The election of the former tank commander and Haifa mayor Amram Mitzna, to the leadership of Israel's Labor Party is an important development, but not necessarily decisive.
Many observers and specialists in Israeli affairs agree that Mitzna's tenure would be, not only the most difficult period of adjustment a Labor leader has ever faced up to, but it could prove to be the shortest in the party's history.
Mitzna, a former central command officer in the occupied territories and supporter of "breaking bones" policy during the first Intifada, turned "dovish", will be presiding over a party which has been tearing itself apart since the death of his last charismatic leader Yitzhak Rabin. Amram Mitzna has emerged from relative obscurity and is faced with almost impossible task: settle as a leader, neutralise hostile part convention, unite senior party members, gain the trust of his many rivals, set up a campaign for general election, and all this in only two months and a week.
Many analysts believe Mitzna's leadership will be a sort of stop-gap while the real centres of power within the Labor Party are being engaged in a process of reconfiguration to eventually produce the desire leader.
As the likely loser in the general election as polls are suggesting, Mitzna will face another challenge for the party's leadership by next summer, when it is believed that either the former Histadrut leader Haim Ramon, or the former minister Yossi Beilin, might become the new Labor's leader. To them, according to the Israeli analyst of Ha'aretz, Yossi Verter, "Mitzna was nothing more than an effective broom (to get rid of the former leader and former defence minister, Benjamin Ben-Eliezer) and there is always another broom around some corner."
"Until he decided to run," Verter says, "Mitzna had never attended meetings of the party's Central Committee, its bureau or its convention."
But in the meantime, the advent of Mitzna under the gloomy political climate in Israel and the brutal Likud's led occupation of the Palestinian territories, is for many "a bit of fresh air," according to European government sources.
"Mitzna's ideas," the sources told Gulf News, "are probably the closest to ours when it comes to the peace process, the question of settlements and negotiation with Arabs in order to put an end to the conflict in the Middle East and withdrawal from occupied territories." Mitzna's views and political programme may provide "the alternative" to the current government of Ariel Sharon, or indeed to a government led by Sharon's rival Benjamin Netanyahu, "but unfortunately his party is unable to provide the necessary majority to implement them."
The director of the Council for the Advancement of Arab-British Understanding, Chris Doyle, agrees.

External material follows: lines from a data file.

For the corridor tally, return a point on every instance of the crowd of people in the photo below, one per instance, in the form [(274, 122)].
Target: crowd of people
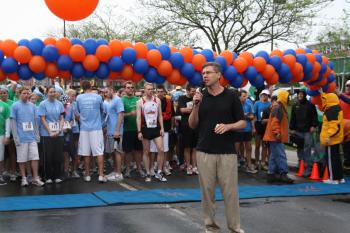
[(53, 134)]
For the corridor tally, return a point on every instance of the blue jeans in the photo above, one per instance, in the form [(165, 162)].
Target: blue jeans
[(278, 159)]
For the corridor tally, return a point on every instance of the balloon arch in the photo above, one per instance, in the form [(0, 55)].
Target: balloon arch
[(73, 58)]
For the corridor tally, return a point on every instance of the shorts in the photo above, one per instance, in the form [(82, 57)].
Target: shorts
[(91, 142), (150, 133), (243, 136), (131, 142), (112, 145), (27, 152), (153, 147)]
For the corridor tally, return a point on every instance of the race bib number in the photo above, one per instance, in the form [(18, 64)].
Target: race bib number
[(54, 126), (66, 125), (27, 126)]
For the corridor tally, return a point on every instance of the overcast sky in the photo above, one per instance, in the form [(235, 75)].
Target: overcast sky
[(29, 19)]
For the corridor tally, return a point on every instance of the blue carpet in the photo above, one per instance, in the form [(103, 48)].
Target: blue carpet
[(49, 202)]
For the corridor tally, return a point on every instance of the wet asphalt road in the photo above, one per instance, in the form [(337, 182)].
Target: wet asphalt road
[(320, 214)]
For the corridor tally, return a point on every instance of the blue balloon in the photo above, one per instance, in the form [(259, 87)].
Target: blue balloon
[(39, 76), (78, 70), (50, 53), (230, 73), (9, 65), (177, 60), (64, 62), (102, 71), (129, 55), (151, 76), (150, 46), (90, 46), (101, 41), (24, 72), (276, 62), (115, 64), (237, 81), (290, 51), (301, 58), (222, 61), (251, 73), (24, 42), (208, 54), (36, 46), (188, 70), (141, 66), (165, 51), (264, 55), (75, 41)]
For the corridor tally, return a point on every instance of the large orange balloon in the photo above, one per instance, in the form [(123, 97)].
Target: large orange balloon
[(72, 10), (37, 64), (91, 63), (77, 53), (22, 54), (103, 53)]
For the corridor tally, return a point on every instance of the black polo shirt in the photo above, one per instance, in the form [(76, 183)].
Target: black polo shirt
[(224, 108)]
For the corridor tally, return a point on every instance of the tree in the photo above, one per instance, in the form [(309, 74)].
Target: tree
[(233, 24)]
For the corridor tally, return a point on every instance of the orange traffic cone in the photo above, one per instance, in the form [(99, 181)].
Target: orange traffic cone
[(314, 173), (325, 174), (301, 168)]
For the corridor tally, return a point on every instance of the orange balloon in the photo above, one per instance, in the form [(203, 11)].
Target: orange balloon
[(154, 57), (141, 50), (50, 41), (165, 68), (248, 57), (259, 63), (240, 64), (276, 52), (37, 64), (8, 47), (198, 61), (103, 53), (187, 53), (51, 70), (77, 53), (228, 55), (116, 47), (127, 72), (22, 54), (72, 10), (289, 60), (63, 46), (91, 63)]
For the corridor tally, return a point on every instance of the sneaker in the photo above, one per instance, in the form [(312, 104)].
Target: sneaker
[(38, 182), (102, 179), (160, 177), (24, 182), (75, 174), (148, 178), (57, 181), (48, 181)]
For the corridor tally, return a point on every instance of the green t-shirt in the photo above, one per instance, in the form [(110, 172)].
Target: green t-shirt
[(129, 106), (4, 115)]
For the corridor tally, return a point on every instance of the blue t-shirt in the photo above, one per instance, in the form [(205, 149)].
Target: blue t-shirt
[(52, 110), (25, 116), (90, 108), (247, 109), (259, 107), (113, 109)]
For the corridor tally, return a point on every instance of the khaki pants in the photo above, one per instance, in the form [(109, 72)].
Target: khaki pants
[(221, 168)]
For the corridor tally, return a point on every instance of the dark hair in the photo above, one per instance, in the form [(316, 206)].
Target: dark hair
[(86, 85), (215, 65)]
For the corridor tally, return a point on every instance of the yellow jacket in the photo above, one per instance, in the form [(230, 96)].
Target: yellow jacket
[(332, 126)]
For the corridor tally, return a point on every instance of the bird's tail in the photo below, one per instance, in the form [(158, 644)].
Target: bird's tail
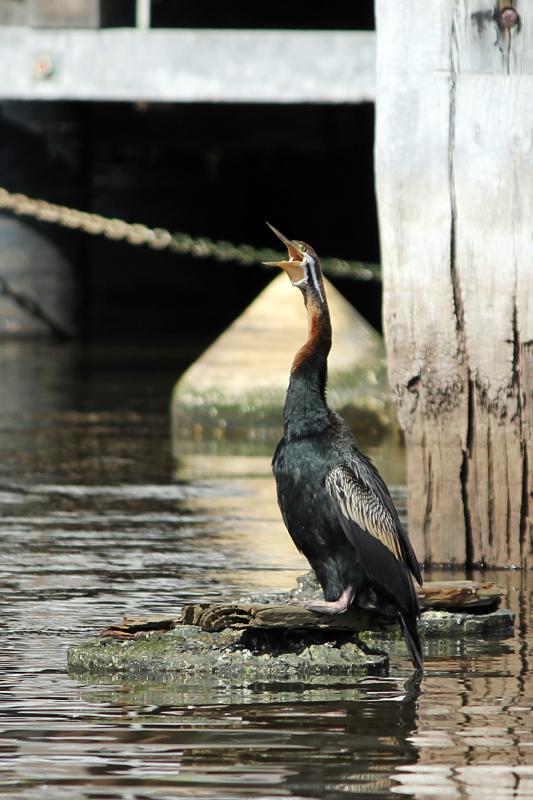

He tells Gulf News: "Opinion polls show that Israeli voters would like to see Mitzna's agenda work but are not prepared to give up the safety net of the tough security approach of Sharon or Netanyahu."
Doyle points also to an external factor which will not come in Mitzna's favour. "He also has the headache of knowing that strangely the U.S. administration has a more hawkish position than his, which means that the Likud is not under pressure externally."
But yet, given the state of the Labor Party, "a success for Mitzna in these elections may be just to ensure Labor remains the largest party in Israeli politics whilst running the Likud candidate reasonably close," he adds. "The Labor Party is at the stage of fighting for its own historic existence, it has lost its premier status in Israeli politics and is fast losing its natural constituency," Doyle says. "Israelis vote along either ethnic or religious lines, hence Labor and Likud have seen their Knesset representation slip."